夫がほんの少し私を見つめ首を横に振った。
「そんな事は思っていないよ。もしやり直しても私は何処かでローエングラム伯に付いていけなくなったと思う。彼の流す血の量に耐えられなくなった筈だ。私には彼のように戦いを楽しむ事は出来ない。流れる血の量に無関心ではいられない」
「……」

「多分彼の元を離れたか、或いは耐え切れずに反逆を起こしたか。一番可能性が高いのは彼の側近によって反逆者に仕立て上げられ殺される事だろう」
不思議だった。夫はまるで実際にそれが起きた事であるかのように話をしていた。そういう夢でも見たのだろうか。

「何故分かりますの?」
私が問い掛けると夫は私を見て“分かるよ”と言った。笑みを浮かべている、悲しそうな笑み……。
「彼は英雄で私は凡人だから」
凡人? 夫が? 夫が私を見ておかしそうに笑い声を上げた。多分私は間抜けな顔をしていたのだろう。

「酷いですわ、私をからかったの?」
夫は猶も笑いながら“違うよ”と言った。
「本当の事だ。彼は英雄で大勢の人間が死ぬ事、苦しむ事を平然と受け入れる事が出来た。私には無理だ、そんな事は出来ない」
夫はもう笑っていない。

「非難しているんじゃない。そういう種類の人間が必要とされる時も有る。世の中が混乱し不満が満ち溢れている時、そういう人間が現れ多くの犠牲を払って世の中を変える。普通の人間なら何処かで怯み挫折してしまうだろう。それを躊躇う事無く出来る、英雄と言われるわけだ」
皮肉かと思ったが違った。夫はまた雪を見ている。確かに夫は英雄ではないのかもしれない。夫には人の死を平然とは受け入れられない。例えそれが反乱軍の兵士の死だとしても。シャンタウ星域の会戦の後、夫は苦しみながらも前に進むと言っていた。

「孤独だったと思う」
「ローエングラム伯ですか?」
“うん”と夫が頷いた。
「誰も彼を理解する事が出来なかったと思う。いや、理解は出来ても共感は出来なかった。それが出来た唯一の存在がジークフリード・キルヒアイスだった」
「……」
私に話していると認識しているだろうか? 何処か一人語りをしているように感じた。

「皆遠くから見ているだけだ、まるで峻厳で人が立ち入る事を拒む山を仰ぎ見るようにね。
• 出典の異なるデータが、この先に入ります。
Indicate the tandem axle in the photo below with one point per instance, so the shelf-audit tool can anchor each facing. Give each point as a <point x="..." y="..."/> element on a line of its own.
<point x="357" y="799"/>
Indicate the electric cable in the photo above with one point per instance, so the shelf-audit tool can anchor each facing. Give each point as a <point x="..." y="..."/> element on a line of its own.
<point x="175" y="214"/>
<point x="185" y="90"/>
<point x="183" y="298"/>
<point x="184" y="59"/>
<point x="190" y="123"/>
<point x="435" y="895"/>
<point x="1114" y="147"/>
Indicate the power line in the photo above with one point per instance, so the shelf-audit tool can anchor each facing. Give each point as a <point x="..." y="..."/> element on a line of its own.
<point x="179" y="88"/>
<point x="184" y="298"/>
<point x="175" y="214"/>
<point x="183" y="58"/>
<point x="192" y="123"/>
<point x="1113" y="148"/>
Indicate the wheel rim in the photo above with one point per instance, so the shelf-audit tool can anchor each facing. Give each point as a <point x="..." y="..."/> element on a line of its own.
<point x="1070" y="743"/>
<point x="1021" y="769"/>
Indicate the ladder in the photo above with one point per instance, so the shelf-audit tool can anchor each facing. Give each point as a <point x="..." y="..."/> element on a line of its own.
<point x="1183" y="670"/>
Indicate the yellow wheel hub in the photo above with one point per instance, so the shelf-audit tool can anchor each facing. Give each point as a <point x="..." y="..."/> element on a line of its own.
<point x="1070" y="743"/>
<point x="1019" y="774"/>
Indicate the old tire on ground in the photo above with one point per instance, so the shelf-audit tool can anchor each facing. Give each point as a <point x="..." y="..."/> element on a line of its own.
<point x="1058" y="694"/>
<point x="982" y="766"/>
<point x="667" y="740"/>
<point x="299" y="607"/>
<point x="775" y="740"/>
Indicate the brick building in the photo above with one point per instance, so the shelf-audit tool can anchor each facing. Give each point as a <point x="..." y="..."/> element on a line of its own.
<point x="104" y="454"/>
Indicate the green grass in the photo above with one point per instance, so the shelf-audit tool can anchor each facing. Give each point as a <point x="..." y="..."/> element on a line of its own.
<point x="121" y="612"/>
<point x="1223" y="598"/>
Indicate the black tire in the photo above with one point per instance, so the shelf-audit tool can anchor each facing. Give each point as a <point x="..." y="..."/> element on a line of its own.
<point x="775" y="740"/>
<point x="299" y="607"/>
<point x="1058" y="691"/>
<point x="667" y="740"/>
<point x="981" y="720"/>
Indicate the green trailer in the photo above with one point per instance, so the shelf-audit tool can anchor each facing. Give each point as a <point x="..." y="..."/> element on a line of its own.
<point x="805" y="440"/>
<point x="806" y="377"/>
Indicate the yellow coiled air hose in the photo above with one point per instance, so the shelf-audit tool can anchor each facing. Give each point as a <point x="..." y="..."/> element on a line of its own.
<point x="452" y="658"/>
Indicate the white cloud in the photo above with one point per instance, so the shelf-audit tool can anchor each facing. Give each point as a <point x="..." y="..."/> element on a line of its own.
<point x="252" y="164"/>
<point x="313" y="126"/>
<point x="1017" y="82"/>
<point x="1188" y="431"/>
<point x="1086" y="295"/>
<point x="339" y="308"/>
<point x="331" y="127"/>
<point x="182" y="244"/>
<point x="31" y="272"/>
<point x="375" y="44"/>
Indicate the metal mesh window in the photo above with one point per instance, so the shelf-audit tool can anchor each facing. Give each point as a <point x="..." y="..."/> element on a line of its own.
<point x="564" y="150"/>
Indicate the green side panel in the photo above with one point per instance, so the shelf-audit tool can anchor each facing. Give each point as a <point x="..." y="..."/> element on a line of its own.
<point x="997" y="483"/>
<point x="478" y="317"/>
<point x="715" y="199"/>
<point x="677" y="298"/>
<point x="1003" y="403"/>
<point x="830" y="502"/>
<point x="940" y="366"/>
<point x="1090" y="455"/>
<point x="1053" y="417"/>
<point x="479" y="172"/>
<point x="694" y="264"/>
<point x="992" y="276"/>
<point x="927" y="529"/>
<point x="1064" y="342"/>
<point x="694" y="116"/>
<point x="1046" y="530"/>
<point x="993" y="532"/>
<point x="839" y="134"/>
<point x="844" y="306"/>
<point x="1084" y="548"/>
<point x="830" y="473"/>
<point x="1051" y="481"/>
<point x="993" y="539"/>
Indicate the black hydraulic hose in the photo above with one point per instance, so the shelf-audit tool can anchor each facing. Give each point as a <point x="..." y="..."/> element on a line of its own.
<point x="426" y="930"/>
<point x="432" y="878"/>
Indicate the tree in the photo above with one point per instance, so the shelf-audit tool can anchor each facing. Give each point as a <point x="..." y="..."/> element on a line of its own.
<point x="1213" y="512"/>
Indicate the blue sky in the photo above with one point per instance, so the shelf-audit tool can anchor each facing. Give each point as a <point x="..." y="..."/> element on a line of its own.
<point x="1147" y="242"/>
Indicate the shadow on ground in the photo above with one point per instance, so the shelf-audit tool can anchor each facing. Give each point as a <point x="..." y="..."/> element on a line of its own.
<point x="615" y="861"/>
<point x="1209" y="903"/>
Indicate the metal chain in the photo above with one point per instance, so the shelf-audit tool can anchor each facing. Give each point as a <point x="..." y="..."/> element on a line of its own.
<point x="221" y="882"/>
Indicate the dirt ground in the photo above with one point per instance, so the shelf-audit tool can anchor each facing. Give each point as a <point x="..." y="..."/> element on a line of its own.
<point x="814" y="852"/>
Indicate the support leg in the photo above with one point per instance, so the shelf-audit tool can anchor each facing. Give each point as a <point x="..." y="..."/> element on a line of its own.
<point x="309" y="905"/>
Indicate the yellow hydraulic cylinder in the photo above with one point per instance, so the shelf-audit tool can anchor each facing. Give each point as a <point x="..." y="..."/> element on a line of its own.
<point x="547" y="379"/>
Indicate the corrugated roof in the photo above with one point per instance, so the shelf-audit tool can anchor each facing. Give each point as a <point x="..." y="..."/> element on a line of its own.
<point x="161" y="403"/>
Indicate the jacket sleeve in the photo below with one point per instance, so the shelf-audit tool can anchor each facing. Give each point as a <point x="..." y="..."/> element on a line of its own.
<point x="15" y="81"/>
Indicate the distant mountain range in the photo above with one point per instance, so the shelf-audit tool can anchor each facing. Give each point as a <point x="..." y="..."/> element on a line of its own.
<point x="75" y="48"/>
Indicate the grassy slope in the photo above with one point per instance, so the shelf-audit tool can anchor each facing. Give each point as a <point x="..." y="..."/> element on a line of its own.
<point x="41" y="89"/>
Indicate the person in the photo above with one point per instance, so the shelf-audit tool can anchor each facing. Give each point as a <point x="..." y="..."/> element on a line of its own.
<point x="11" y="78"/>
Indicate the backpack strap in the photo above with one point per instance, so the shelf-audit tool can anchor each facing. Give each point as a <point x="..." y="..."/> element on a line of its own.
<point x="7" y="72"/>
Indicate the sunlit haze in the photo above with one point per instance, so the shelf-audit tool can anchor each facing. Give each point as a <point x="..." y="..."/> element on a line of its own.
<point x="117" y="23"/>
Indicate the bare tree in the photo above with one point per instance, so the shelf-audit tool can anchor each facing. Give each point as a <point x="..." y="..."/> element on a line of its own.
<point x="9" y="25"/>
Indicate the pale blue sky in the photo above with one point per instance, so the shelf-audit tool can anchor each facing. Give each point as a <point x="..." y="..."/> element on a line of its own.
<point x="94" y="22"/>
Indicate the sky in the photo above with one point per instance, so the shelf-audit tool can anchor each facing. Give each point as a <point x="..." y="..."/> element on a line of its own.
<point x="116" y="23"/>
もっとも伯は自分が孤独だという事を分からなかったかもしれない。多くの人間が平凡である事を理解する事も受け入れる事も出来ない人だった。彼が好み受け入れたのは非凡な人間だ」
また夫とは違うと思った。聞けば聞くほど違いを感じる。陛下が夫の事を非凡だが平凡でありたいと願っていると言っていた。夫が自らを凡人というのはその所為だろうか? 孤独になるのを恐れているのだろうか?

「貴方は孤独では有りませんの?」
夫が驚いたように私を見た。そんなに思いがけない質問だったのだろうか。重圧に苦しんでいるのではないのだろうか。
「……孤独ではないと思う」
ゆっくりとした、しっかりとした口調だった。嘘は吐いていない。

「仕事を重い、苦しいと思う時が無いとは言わない。だが私は一人じゃない。相談出来る人もいれば協力してくれる人もいる」
夫が不意にクスクスと笑い出した。
「食えない人もいるけどね」
「食えない人? どなたですの?」
夫が悪戯っぽい笑みを浮かべている。少しは気分が上向いたのだろうか。

「陛下とリヒテンラーデ侯かな、他にも居るけどあの御二人は酷い」
「まあ」
私が驚くと夫は声を上げて笑った。
「特に陛下は酷い、三十年以上凡庸な振りをしていたのだからね。皆を騙してきた」
「そんな事を仰って、不敬罪になりますわ」
夫は私を抱き寄せると“君が言わなければ大丈夫だ”と耳元で囁いた。頬が熱い、夫だって相当に人が悪いと思った。陛下やリヒテンラーデ侯の事を言えないだろう。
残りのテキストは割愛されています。